Cadê a graça?
- jade turquesa
- 12 de fev. de 2021
- 3 min de leitura
Desde março do fatídico ano passado (tenho receio de pronunciar o número dele) tenho um certo desrespeito pelo meu guarda roupa. Não sei se a palavra é desrespeito. É uma desvalorização do seu conteúdo. E não só do seu conteúdo material mas tudo aquilo que se somava a ele. Ainda não achei a palavra mais apropriada mas ela virá.
Naqueles tempos de desespero, as poucas vezes que estive em casa, abria aquelas portas e chorava.
Inútil, achei a palavra!
A inutilidade daquele espaço antes tão preenchido por gostos e gostos, aquelas roupas penduradas, agora sem vida nenhuma me levavam a mão na testa em sinal de desaprovação.
Chorava pela nova perspectiva ou melhor, pela falta dela.
Nunca pensei em tratar minhas cores e tecidos com tamanho descaso.
Aquilo tudo não me servia para amenizar meus medos e imaginei que não serviria mais para nada.
Aquela sensação ainda não foi embora, como não foi embora a causa de tamanhas elocubrações e temores.
Paradoxalmente a todo esse turbilhão - não sei quanto a vocês mas eu, vaidosa ao quase extremo (não tenho coragem de fazer plástica não!) tive grandes choques nessa mudança de vida, de ponto de vista, de valores - busquei um atalho ainda sem o total convencimento. Iniciei, com uma amiga, uma meia sociedade para vender roupas de modinha de verão.
Não é para rir, eu disse paradoxalmente.
Uma amiga me deu uma força no sentido de ter, após viver tristes momentos, um contato com coisas bonitas (podia ser para cuidar de jardim florido mas não era), afinal a gente segura o que aparece (não vem ao caso aqui, mas outra belezas me foram apresentadas).
Foi uma experiência diferente. Sempre fui a que comprava. E ainda tive que educar o impulso para não comprar tudo que vendia. Ainda coloco alguns modelos na roda de amigas, mas agora tem o lugar que deve estar na minha vida. E creio que na delas também.

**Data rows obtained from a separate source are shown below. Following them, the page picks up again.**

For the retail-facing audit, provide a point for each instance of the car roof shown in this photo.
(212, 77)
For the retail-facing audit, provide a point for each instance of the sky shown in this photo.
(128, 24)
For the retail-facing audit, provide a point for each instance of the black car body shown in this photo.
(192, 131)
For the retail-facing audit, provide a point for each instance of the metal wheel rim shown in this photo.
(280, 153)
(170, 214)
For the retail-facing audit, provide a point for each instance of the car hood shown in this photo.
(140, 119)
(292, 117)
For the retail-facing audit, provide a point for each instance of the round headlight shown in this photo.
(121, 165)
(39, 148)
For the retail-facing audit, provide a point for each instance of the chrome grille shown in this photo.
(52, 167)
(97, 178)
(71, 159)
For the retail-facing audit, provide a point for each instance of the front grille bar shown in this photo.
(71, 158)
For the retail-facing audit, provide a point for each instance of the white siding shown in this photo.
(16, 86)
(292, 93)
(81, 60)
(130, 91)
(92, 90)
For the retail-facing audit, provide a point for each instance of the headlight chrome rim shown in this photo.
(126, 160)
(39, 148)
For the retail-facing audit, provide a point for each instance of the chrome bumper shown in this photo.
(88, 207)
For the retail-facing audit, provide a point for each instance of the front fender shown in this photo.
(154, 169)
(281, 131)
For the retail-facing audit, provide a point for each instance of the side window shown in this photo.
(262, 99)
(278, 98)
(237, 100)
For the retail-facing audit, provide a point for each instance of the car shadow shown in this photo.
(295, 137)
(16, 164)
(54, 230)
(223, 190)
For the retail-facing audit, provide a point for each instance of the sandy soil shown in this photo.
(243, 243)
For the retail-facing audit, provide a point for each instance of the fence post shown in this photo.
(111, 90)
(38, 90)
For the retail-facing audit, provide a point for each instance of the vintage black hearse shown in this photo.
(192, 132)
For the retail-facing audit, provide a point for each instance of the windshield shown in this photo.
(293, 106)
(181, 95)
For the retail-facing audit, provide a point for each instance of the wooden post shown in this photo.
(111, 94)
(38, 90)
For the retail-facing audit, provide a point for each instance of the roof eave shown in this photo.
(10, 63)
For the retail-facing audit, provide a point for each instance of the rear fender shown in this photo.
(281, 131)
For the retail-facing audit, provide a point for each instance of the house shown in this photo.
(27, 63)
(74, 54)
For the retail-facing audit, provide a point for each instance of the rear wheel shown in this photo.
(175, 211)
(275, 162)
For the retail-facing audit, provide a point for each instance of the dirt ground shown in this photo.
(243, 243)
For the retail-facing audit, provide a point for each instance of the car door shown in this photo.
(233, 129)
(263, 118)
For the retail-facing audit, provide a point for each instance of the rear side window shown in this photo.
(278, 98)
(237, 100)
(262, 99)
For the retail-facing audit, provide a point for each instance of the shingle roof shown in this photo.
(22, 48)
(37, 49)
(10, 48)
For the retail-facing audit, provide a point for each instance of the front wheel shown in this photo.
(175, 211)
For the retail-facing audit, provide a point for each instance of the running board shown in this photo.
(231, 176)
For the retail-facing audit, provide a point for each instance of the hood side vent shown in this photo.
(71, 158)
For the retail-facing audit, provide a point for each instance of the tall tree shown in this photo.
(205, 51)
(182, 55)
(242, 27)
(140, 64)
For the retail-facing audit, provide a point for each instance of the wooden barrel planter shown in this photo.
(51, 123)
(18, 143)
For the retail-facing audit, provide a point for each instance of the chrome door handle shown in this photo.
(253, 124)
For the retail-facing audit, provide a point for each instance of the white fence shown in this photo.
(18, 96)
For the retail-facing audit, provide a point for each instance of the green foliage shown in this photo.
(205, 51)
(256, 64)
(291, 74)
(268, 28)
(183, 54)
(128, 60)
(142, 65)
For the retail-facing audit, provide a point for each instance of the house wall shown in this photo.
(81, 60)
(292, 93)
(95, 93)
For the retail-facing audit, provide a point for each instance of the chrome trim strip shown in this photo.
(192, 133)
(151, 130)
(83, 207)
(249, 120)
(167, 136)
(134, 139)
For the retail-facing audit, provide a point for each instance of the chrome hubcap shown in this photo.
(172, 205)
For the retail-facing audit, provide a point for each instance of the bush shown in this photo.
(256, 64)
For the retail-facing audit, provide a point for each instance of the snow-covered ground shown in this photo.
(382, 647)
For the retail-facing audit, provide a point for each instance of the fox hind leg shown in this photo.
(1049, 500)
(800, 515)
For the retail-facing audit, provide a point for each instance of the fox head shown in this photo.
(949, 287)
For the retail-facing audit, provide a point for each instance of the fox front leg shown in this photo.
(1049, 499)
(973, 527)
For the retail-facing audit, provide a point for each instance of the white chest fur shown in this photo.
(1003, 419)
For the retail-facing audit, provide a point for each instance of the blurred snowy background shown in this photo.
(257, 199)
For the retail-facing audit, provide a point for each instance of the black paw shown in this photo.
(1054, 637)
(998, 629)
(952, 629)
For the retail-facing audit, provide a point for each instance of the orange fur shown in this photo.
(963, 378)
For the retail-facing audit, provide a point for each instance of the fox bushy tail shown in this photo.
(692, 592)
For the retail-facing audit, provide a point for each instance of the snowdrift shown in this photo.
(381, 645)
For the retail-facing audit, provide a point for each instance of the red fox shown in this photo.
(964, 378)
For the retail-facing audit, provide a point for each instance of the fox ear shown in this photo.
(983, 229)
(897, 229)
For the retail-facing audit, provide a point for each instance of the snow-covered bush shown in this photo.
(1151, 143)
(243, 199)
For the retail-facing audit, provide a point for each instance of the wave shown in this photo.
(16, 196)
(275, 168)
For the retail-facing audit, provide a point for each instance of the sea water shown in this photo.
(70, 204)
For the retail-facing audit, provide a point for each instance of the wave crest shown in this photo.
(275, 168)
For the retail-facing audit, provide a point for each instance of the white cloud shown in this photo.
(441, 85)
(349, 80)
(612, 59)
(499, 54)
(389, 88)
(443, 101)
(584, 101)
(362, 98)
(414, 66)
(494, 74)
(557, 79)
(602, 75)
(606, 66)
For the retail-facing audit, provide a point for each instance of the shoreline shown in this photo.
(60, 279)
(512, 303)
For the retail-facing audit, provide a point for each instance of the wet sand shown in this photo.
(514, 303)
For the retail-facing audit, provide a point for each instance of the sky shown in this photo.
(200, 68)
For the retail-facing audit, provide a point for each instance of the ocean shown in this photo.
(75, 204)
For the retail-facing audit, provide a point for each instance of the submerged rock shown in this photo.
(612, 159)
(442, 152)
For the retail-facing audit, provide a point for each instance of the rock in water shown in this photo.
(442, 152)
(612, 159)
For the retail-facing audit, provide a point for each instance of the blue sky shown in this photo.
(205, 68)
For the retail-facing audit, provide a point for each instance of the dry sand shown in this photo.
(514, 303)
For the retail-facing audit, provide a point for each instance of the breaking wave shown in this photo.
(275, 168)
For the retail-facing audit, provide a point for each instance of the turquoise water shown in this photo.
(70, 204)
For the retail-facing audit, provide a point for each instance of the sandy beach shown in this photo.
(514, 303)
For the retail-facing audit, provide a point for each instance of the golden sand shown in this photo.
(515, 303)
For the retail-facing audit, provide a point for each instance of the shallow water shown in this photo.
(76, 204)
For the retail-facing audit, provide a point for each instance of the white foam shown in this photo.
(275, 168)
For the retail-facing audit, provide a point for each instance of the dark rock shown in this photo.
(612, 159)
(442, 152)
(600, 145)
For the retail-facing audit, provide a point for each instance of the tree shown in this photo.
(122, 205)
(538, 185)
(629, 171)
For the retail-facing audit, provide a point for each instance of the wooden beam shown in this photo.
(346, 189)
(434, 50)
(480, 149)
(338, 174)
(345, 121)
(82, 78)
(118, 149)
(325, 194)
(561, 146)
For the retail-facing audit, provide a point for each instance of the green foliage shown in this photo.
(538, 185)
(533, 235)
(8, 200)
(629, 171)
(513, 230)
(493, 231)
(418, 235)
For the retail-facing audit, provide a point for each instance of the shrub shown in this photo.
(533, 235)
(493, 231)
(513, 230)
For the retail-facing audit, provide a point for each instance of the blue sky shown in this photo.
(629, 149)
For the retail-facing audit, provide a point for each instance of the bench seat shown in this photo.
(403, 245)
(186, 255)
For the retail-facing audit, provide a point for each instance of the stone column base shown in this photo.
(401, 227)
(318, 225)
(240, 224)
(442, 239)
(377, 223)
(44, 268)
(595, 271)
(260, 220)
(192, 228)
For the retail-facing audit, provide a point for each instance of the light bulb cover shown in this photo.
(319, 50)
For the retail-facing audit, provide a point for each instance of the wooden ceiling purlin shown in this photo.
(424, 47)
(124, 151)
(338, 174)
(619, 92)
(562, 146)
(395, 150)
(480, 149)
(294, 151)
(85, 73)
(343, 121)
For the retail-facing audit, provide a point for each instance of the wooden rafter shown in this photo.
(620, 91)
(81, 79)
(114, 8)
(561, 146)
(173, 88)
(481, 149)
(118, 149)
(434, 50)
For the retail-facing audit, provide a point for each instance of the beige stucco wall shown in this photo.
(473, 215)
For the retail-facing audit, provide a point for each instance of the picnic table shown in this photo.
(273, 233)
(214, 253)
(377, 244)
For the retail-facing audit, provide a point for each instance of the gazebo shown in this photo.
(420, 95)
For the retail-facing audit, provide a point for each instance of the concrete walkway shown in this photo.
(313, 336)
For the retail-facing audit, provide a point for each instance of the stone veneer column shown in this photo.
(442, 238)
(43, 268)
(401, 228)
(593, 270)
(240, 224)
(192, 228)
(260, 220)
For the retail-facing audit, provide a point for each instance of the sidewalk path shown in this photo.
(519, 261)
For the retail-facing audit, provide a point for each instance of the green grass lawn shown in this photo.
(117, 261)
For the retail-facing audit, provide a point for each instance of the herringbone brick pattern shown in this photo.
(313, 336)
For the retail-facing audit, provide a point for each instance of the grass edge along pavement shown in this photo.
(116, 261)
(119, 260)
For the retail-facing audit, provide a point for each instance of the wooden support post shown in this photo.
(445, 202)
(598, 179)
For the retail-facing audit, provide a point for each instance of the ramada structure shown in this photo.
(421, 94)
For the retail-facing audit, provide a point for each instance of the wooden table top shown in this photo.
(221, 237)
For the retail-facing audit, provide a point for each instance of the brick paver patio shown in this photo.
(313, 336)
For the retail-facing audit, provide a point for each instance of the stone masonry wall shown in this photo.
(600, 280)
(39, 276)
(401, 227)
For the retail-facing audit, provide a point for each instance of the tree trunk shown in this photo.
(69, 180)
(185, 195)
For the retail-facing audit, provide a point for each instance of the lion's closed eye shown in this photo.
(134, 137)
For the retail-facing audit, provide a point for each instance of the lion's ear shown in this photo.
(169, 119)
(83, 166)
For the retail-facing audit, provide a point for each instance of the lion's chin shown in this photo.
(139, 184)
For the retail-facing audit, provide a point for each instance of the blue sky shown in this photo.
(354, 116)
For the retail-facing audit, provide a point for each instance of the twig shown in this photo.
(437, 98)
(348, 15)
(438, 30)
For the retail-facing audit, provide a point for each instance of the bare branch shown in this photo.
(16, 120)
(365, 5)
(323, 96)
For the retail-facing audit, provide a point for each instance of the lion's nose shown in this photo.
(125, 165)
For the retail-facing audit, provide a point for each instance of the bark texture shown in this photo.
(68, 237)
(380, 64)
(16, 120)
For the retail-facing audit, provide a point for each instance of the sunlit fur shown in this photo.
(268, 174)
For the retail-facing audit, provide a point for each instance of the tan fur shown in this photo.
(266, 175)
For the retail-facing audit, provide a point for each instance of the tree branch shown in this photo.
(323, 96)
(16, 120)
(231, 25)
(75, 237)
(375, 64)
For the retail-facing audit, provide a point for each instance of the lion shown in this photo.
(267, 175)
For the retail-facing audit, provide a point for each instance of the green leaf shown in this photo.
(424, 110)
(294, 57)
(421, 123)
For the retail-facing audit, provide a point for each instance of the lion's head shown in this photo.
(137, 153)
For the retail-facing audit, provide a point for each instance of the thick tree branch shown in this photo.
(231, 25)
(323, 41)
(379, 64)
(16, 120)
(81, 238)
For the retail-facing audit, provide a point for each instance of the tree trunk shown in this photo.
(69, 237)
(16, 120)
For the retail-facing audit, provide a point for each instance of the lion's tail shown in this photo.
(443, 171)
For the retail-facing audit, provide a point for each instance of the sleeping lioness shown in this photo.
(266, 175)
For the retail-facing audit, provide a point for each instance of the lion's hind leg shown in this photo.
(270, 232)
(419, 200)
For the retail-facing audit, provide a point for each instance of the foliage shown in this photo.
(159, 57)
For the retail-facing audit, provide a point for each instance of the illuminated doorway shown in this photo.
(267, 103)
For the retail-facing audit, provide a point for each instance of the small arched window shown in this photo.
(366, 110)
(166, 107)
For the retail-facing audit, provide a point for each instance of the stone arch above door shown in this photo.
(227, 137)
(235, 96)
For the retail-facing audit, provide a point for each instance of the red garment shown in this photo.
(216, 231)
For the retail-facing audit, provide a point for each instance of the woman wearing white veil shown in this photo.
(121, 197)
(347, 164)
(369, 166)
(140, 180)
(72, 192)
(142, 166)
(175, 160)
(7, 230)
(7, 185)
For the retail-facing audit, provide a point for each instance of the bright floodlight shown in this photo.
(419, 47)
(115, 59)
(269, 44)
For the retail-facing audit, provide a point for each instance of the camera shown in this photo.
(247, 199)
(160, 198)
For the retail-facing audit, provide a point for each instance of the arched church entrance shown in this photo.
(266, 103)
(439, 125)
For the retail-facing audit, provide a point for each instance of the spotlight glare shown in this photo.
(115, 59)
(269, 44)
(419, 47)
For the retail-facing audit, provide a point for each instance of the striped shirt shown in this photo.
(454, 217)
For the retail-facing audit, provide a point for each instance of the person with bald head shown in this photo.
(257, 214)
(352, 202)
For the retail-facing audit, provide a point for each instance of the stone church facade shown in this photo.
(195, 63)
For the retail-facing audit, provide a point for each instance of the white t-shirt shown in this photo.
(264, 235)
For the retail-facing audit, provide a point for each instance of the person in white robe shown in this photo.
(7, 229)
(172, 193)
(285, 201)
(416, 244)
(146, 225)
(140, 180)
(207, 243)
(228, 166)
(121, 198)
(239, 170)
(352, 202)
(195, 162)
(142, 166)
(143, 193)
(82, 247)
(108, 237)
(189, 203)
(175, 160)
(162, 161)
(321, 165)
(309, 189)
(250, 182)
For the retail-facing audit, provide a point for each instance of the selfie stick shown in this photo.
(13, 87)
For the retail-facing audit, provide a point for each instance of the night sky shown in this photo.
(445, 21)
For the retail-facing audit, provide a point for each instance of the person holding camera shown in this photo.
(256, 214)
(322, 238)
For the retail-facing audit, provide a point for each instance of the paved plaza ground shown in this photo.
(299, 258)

Ainda agora me peguei perguntando quem será que está comprando? Quem precisa comprar alguma coisa, além de alimento e (infelizmente) medicamentos? Ah e dentista, sim fui premiada. Quem será que abre seu guarda roupa e pensa "preciso comprar uma roupinha"?
Aquela minha atividade de cosumo perdeu a graça.
Para as vendedoras de profissão, tomara eu estar enganada. Tomara seus clientes estarem longe deste texto (sem chance de prejuízo, poucas pessoas lêem um textão, ainda mais se o assunto for, digamos, contrário as suas pretensões).
Não me desejem mal, não ando conseguindo dissimular. Veja que difícil vender.
Sabe aquele filme que trabalha aquele ator (para mim chato e sem graça) Jim Carrey que fazia um papel de uma pessoa que não conseguia mentir? Tudo bem, estou exagerando, não cheguei lá. E também não quero ter aquela fisionomia estranha quando tenho que omitir a verdade.
Como dizia minha avó portuguesa e minha mãe repetia para insinuar o mau jeito de uma tia, "sinceridade demais é falta de educação". É mesmo. A sinceridade tem que ser acompanhada de uma doçura que só o exercício da paciência (e da caridade) pode nos trazer. É bem mais difícil do que vender.
Para aquelas pessoas que ainda não tiveram a visão que eu tive abrindo o seu guarda roupa desejo que uma visão iluminada possa fazê-las aproveitar da melhor maneira possível os momentos que ainda teremos que passar, em paz.
Para os demais enjoados como eu, leitura, filme comédia, sorvete e paz. Talvez não nessa ordem.